This is a spin-off of the thread in the Game Room about the LIV golf league, but I think there’s a bigger issue here, which goes beyond sports.
Not infrequently (such as with the golf league), there’s a controversy about someone doing business with a tyrannical government, oppressive regime, or the like (for simplicity, I’ll refer to all of these as just “tyrants”). And every time, it seems like the consensus is that it’s unethical or immoral to accept a tyrant’s money. And yet, there’s almost no attention at all to the other sort of business dealings with tyrants, where others pay money to the tyrant, which is a sort of business dealing that almost all of us engage in.
I think this is exactly backwards. When I buy gasoline, I’m putting money into the tyrants’ pockets, and it’s that money that they’re using to do all of the oppressive things they do.

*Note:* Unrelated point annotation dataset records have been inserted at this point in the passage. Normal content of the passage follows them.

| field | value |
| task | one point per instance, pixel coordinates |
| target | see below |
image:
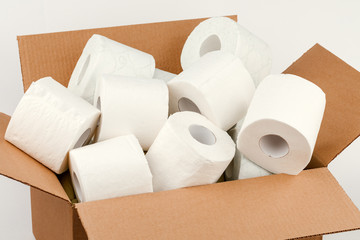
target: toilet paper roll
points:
(241, 167)
(188, 151)
(163, 75)
(217, 86)
(282, 123)
(102, 55)
(131, 106)
(222, 33)
(112, 168)
(49, 121)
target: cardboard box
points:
(271, 207)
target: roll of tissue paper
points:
(49, 121)
(222, 33)
(163, 75)
(241, 167)
(280, 129)
(112, 168)
(189, 151)
(217, 86)
(131, 106)
(102, 55)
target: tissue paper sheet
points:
(222, 33)
(131, 105)
(280, 129)
(218, 86)
(102, 55)
(49, 121)
(189, 151)
(108, 169)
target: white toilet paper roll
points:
(102, 55)
(217, 86)
(282, 123)
(241, 167)
(163, 75)
(131, 106)
(188, 151)
(49, 121)
(222, 33)
(112, 168)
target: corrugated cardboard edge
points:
(320, 207)
(55, 54)
(341, 84)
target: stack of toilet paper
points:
(124, 127)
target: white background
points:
(289, 27)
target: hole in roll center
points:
(202, 134)
(274, 146)
(185, 104)
(83, 138)
(211, 43)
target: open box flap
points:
(55, 54)
(19, 166)
(282, 207)
(341, 84)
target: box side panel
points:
(312, 238)
(52, 217)
(79, 231)
(55, 54)
(282, 207)
(19, 166)
(341, 84)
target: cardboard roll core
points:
(202, 134)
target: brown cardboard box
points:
(271, 207)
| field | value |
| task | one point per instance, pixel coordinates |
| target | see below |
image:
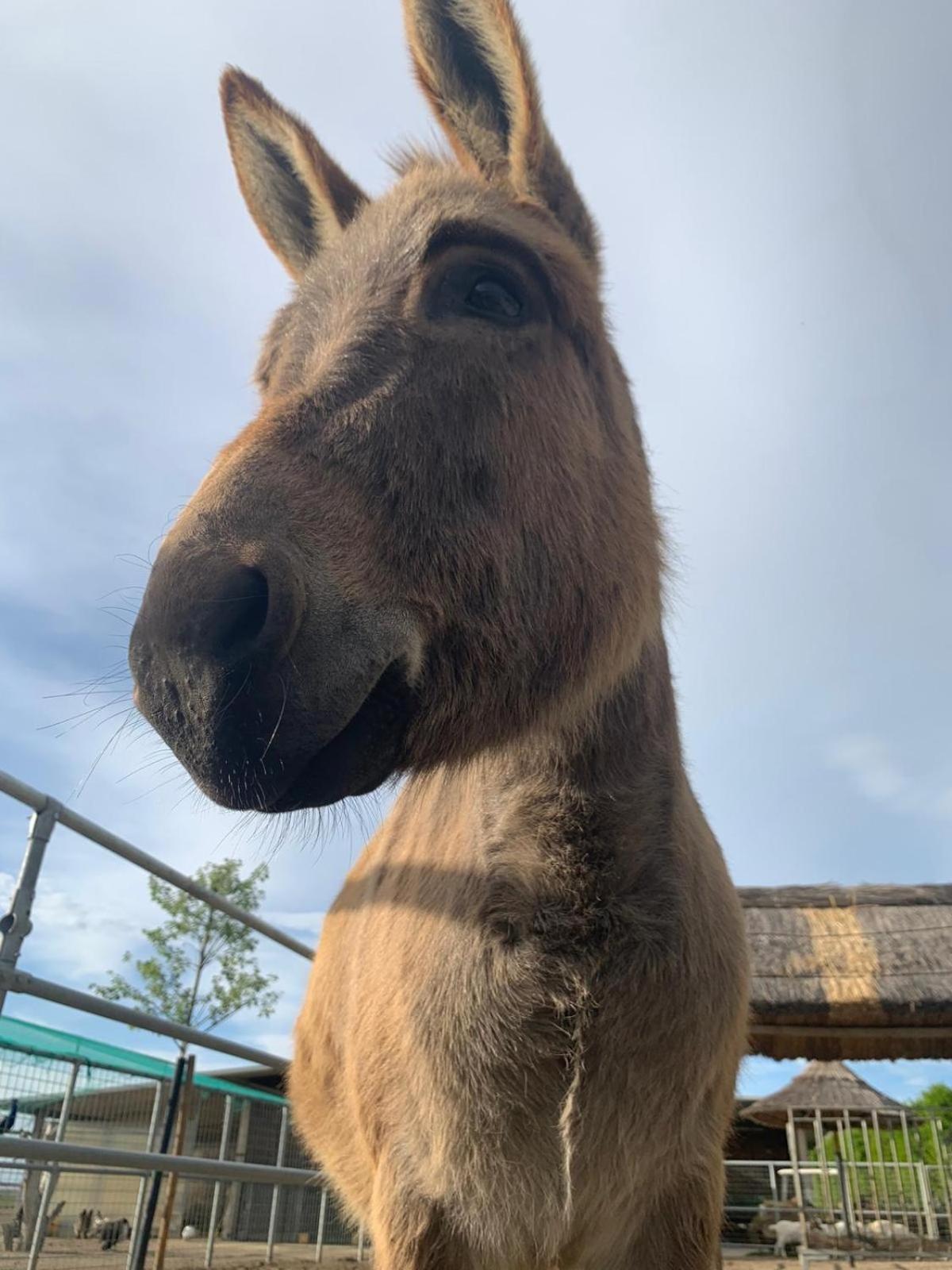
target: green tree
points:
(937, 1100)
(202, 967)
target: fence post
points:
(873, 1187)
(165, 1223)
(908, 1145)
(795, 1166)
(943, 1170)
(932, 1230)
(822, 1160)
(276, 1191)
(321, 1221)
(150, 1146)
(16, 924)
(54, 1175)
(884, 1175)
(148, 1216)
(216, 1194)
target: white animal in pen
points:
(786, 1235)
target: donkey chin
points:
(220, 679)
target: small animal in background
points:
(785, 1233)
(84, 1223)
(10, 1121)
(112, 1231)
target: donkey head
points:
(437, 535)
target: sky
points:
(774, 188)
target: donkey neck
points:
(573, 827)
(622, 765)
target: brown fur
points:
(520, 1043)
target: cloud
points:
(873, 770)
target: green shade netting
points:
(25, 1038)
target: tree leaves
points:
(202, 968)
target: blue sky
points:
(774, 186)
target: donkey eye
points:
(490, 296)
(478, 290)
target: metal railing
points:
(55, 1157)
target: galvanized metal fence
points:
(94, 1156)
(98, 1141)
(861, 1183)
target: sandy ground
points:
(885, 1263)
(86, 1255)
(188, 1255)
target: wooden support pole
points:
(177, 1151)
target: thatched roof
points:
(831, 1087)
(860, 972)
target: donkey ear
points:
(298, 196)
(474, 67)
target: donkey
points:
(433, 554)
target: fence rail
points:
(865, 1185)
(255, 1184)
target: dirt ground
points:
(837, 1260)
(190, 1255)
(183, 1255)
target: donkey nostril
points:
(240, 613)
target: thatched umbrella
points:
(850, 973)
(831, 1089)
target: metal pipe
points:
(150, 1146)
(276, 1191)
(19, 981)
(141, 1236)
(873, 1187)
(943, 1170)
(25, 793)
(797, 1181)
(216, 1193)
(54, 1175)
(884, 1176)
(774, 1193)
(145, 1162)
(846, 1191)
(321, 1222)
(182, 1122)
(16, 924)
(908, 1145)
(822, 1160)
(904, 1206)
(852, 1164)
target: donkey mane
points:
(435, 554)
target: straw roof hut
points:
(856, 973)
(828, 1087)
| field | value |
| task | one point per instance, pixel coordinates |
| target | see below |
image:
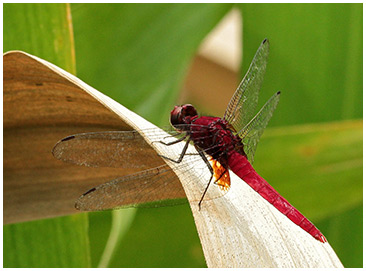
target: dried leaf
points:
(43, 103)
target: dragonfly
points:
(222, 143)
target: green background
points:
(139, 54)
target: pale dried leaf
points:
(240, 229)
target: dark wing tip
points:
(67, 138)
(79, 203)
(89, 191)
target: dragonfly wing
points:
(151, 187)
(252, 132)
(242, 105)
(117, 149)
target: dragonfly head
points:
(182, 114)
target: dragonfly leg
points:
(209, 182)
(173, 142)
(181, 155)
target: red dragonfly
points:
(222, 143)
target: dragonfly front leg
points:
(182, 153)
(204, 158)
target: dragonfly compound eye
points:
(181, 115)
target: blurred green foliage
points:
(139, 54)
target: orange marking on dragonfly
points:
(221, 175)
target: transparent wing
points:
(242, 105)
(127, 149)
(252, 132)
(152, 188)
(117, 149)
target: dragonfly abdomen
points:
(240, 165)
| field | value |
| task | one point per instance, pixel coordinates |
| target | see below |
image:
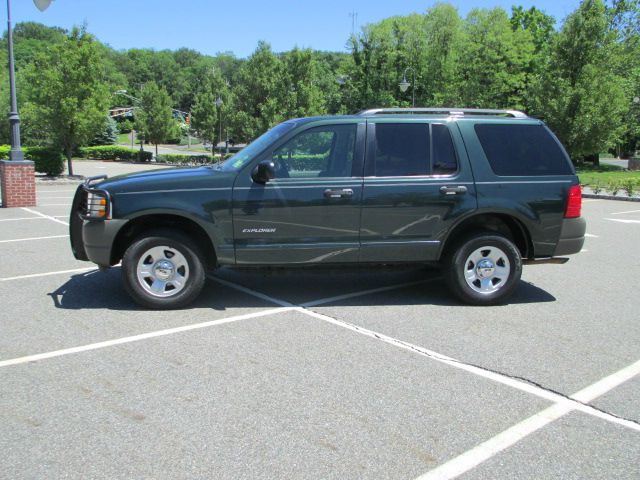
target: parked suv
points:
(479, 192)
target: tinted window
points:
(514, 150)
(401, 149)
(445, 161)
(319, 152)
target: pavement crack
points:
(446, 359)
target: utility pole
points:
(354, 21)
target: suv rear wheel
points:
(163, 270)
(483, 268)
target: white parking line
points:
(45, 216)
(20, 219)
(346, 296)
(137, 338)
(624, 213)
(574, 404)
(32, 238)
(47, 274)
(621, 220)
(486, 450)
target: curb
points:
(611, 197)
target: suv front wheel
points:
(483, 268)
(163, 270)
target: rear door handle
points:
(338, 193)
(453, 190)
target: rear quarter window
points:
(522, 150)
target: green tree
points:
(206, 115)
(260, 94)
(68, 93)
(495, 61)
(580, 94)
(155, 118)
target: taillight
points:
(574, 205)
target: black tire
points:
(175, 268)
(472, 281)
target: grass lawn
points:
(605, 175)
(124, 138)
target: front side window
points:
(318, 152)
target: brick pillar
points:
(18, 183)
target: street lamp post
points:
(138, 101)
(219, 103)
(21, 190)
(404, 85)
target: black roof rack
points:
(447, 110)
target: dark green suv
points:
(479, 192)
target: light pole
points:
(138, 101)
(21, 192)
(404, 85)
(219, 103)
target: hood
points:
(168, 179)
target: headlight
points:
(98, 207)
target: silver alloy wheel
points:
(487, 270)
(163, 271)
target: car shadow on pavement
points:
(104, 290)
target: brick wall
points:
(17, 180)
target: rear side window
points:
(412, 149)
(522, 150)
(402, 149)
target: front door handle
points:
(338, 193)
(453, 190)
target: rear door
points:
(309, 213)
(418, 183)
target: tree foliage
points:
(154, 117)
(67, 93)
(580, 75)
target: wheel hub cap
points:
(164, 270)
(486, 268)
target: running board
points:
(541, 261)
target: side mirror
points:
(264, 171)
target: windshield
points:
(241, 158)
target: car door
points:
(417, 184)
(310, 211)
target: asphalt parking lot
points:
(330, 374)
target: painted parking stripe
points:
(137, 338)
(33, 238)
(624, 213)
(622, 220)
(488, 374)
(48, 274)
(486, 450)
(20, 219)
(45, 216)
(347, 296)
(575, 404)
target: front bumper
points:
(91, 240)
(571, 236)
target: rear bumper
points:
(571, 236)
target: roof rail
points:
(448, 110)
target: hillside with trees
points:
(579, 74)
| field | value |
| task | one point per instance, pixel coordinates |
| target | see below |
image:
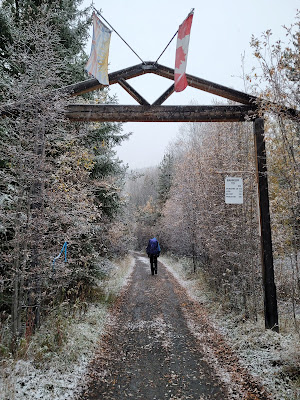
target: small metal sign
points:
(233, 190)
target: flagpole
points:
(166, 46)
(118, 34)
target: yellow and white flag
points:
(97, 64)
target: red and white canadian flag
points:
(182, 47)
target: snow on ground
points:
(266, 354)
(57, 375)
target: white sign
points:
(233, 190)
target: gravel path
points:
(161, 345)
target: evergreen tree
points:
(166, 169)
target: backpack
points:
(153, 247)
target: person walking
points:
(153, 251)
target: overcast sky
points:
(220, 35)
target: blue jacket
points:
(153, 247)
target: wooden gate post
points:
(270, 298)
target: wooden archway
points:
(245, 110)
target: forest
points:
(64, 192)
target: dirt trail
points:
(160, 345)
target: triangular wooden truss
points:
(156, 112)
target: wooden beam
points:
(270, 297)
(166, 72)
(133, 93)
(92, 84)
(117, 113)
(208, 86)
(164, 96)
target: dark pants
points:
(153, 263)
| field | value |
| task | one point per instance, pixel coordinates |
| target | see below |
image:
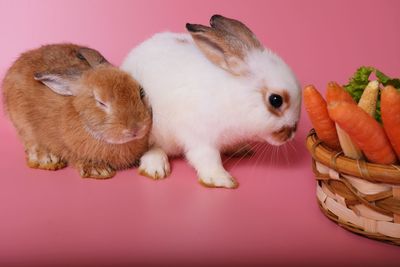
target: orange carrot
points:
(390, 113)
(316, 108)
(335, 92)
(364, 130)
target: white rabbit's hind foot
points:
(218, 182)
(154, 164)
(38, 159)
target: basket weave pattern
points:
(361, 197)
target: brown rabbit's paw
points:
(43, 160)
(239, 151)
(229, 183)
(96, 172)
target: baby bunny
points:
(69, 105)
(212, 89)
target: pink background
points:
(57, 218)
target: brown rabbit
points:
(69, 105)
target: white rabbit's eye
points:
(141, 92)
(275, 100)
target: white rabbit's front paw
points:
(154, 164)
(219, 181)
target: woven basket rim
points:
(373, 172)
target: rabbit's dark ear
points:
(237, 29)
(221, 48)
(93, 57)
(60, 82)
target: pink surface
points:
(57, 218)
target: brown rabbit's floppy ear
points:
(93, 57)
(221, 48)
(236, 28)
(60, 82)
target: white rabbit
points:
(210, 90)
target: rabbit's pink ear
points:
(60, 82)
(93, 57)
(237, 29)
(222, 49)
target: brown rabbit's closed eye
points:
(71, 106)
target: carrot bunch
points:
(342, 123)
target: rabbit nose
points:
(285, 133)
(135, 132)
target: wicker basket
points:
(361, 197)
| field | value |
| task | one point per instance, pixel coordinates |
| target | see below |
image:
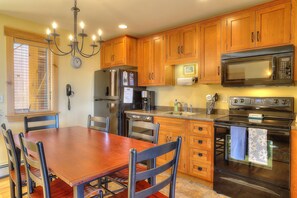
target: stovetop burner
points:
(278, 112)
(245, 121)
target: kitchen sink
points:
(179, 113)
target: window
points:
(31, 76)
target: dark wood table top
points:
(78, 154)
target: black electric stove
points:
(243, 178)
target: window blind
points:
(31, 78)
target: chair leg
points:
(12, 188)
(19, 191)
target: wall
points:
(196, 94)
(81, 81)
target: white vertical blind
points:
(31, 78)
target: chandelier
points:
(76, 47)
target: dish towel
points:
(238, 142)
(258, 146)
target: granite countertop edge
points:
(201, 116)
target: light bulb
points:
(82, 25)
(48, 31)
(54, 25)
(100, 32)
(94, 37)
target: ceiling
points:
(142, 16)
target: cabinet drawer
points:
(200, 155)
(201, 170)
(201, 142)
(201, 128)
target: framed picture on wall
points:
(189, 69)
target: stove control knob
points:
(275, 101)
(284, 102)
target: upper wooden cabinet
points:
(181, 44)
(119, 51)
(151, 62)
(210, 52)
(262, 27)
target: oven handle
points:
(274, 132)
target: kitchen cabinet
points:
(170, 129)
(196, 157)
(263, 27)
(201, 149)
(151, 62)
(294, 163)
(181, 45)
(118, 52)
(210, 52)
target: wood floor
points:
(5, 188)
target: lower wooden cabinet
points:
(196, 157)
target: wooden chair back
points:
(13, 154)
(152, 154)
(37, 162)
(144, 126)
(103, 123)
(37, 120)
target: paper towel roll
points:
(186, 81)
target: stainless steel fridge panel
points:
(106, 84)
(108, 108)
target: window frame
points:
(14, 35)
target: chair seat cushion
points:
(60, 189)
(141, 185)
(123, 175)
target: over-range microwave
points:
(270, 66)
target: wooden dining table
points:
(79, 155)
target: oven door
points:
(274, 174)
(259, 70)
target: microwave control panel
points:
(284, 68)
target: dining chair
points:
(145, 131)
(42, 186)
(17, 177)
(138, 187)
(41, 122)
(102, 122)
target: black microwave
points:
(270, 66)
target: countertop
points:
(200, 115)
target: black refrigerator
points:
(116, 90)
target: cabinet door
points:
(106, 55)
(210, 66)
(119, 51)
(273, 25)
(241, 31)
(188, 42)
(158, 62)
(173, 45)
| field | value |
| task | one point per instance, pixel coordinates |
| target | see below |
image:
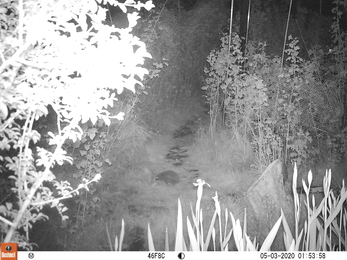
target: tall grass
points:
(324, 229)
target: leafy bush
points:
(62, 55)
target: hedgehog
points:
(169, 177)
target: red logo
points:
(8, 251)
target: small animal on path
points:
(169, 177)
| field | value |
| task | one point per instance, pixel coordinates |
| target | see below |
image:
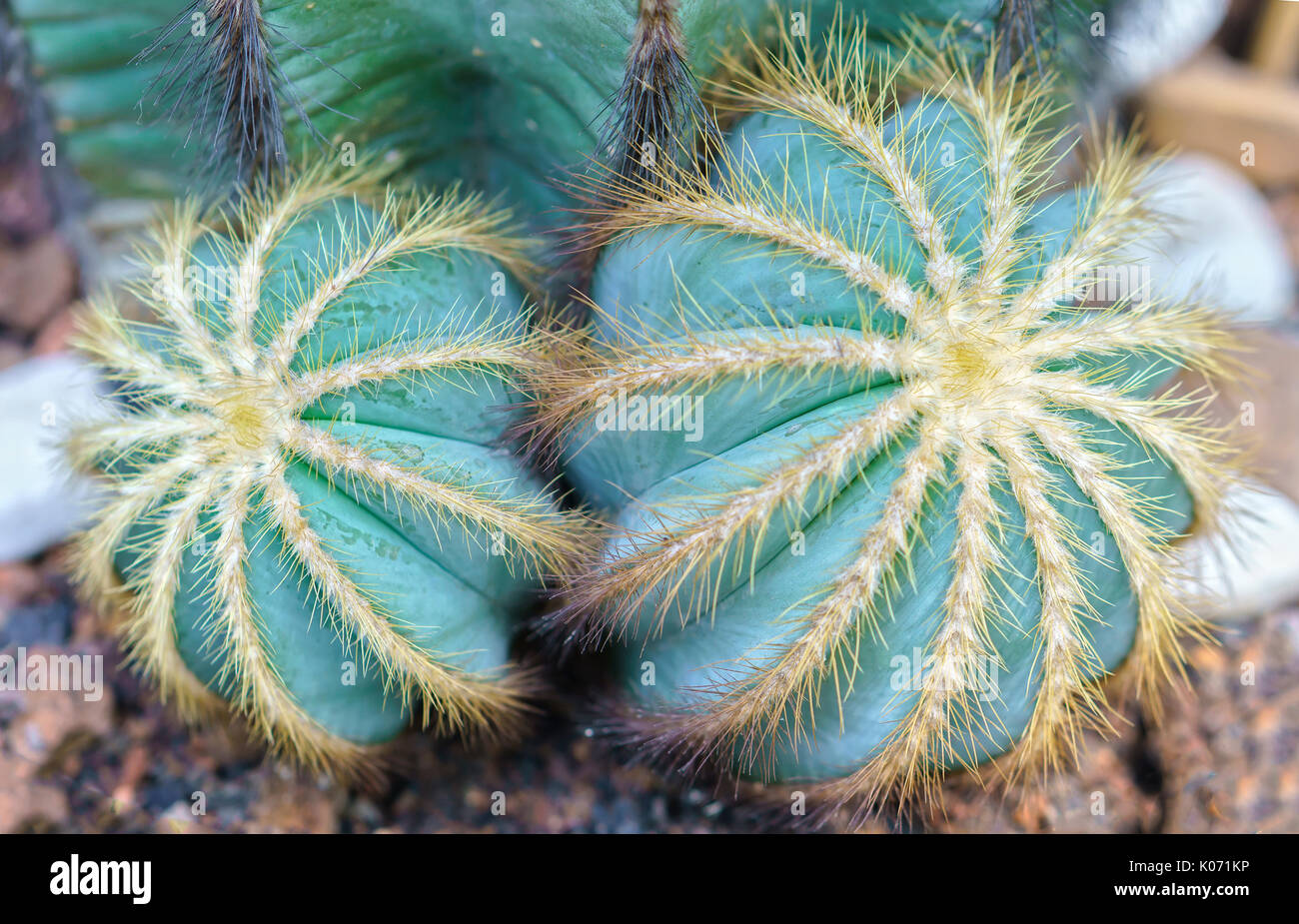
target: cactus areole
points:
(308, 511)
(886, 501)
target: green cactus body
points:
(900, 507)
(503, 96)
(310, 514)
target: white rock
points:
(1221, 242)
(1150, 38)
(40, 499)
(1254, 566)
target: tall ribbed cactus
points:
(886, 498)
(307, 510)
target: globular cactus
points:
(887, 498)
(505, 96)
(307, 510)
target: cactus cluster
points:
(882, 493)
(886, 498)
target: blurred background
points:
(1215, 79)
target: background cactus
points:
(307, 511)
(503, 98)
(887, 501)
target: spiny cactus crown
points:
(933, 413)
(316, 431)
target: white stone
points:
(1151, 38)
(42, 501)
(1254, 566)
(1220, 244)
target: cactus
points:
(306, 511)
(886, 499)
(505, 98)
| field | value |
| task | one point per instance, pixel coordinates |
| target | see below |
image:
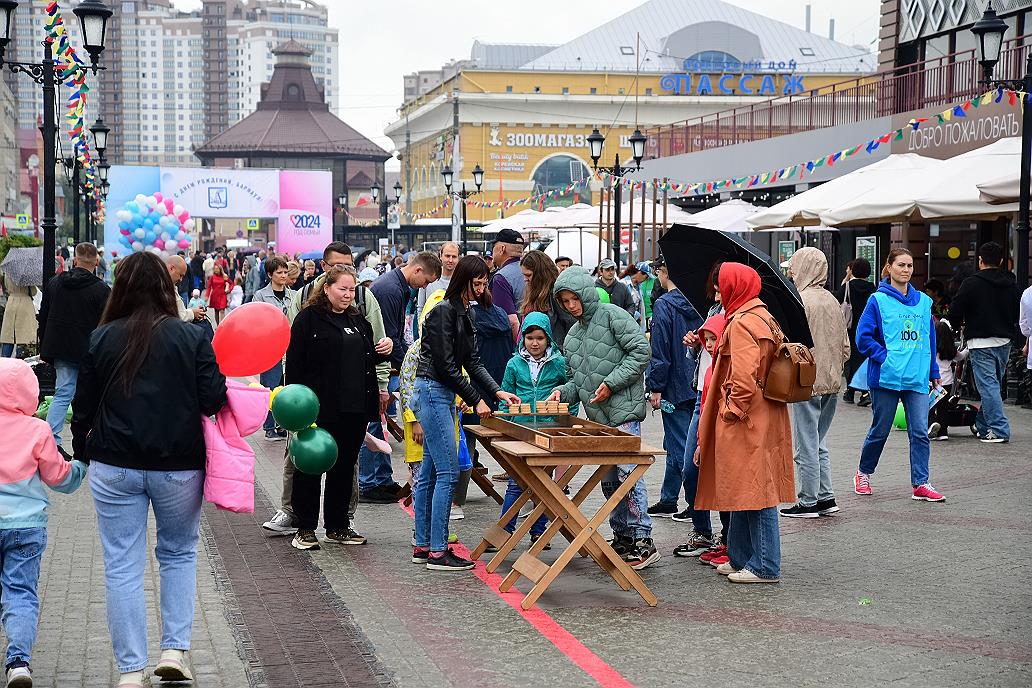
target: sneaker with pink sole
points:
(927, 493)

By paying the tyrants, I’m enabling tyranny, which is something I shouldn’t want to do.
On the other hand, if the tyrant is paying me, and it’s to do something that is not in itself immoral (like playing a sport, or performing music, or whatever), what harm am I causing? Indeed, you could argue that, to the extent that such work has moral value at all, it’s morally positive, since any money that the tyrants spend on entertainment is money they’re not spending on death squads or the like, and so by accepting payment from the tyrant, one is diminishing their capacity to do evil.
One sometimes sees the argument that, by doing business with tyrants, folks like these golfers are normalizing the notion of doing business with tyrants. But that begs the question, because it already assumes that doing business with tyrants is something evil. And as I said, some forms of business with tyrants are evil, but those forms of business are unlike what the golfer are doing, and are already thoroughly normalized.
So, is it wrong to accept money from tyrants? Is it more wrong than paying money to tyrants? And if so, why and how?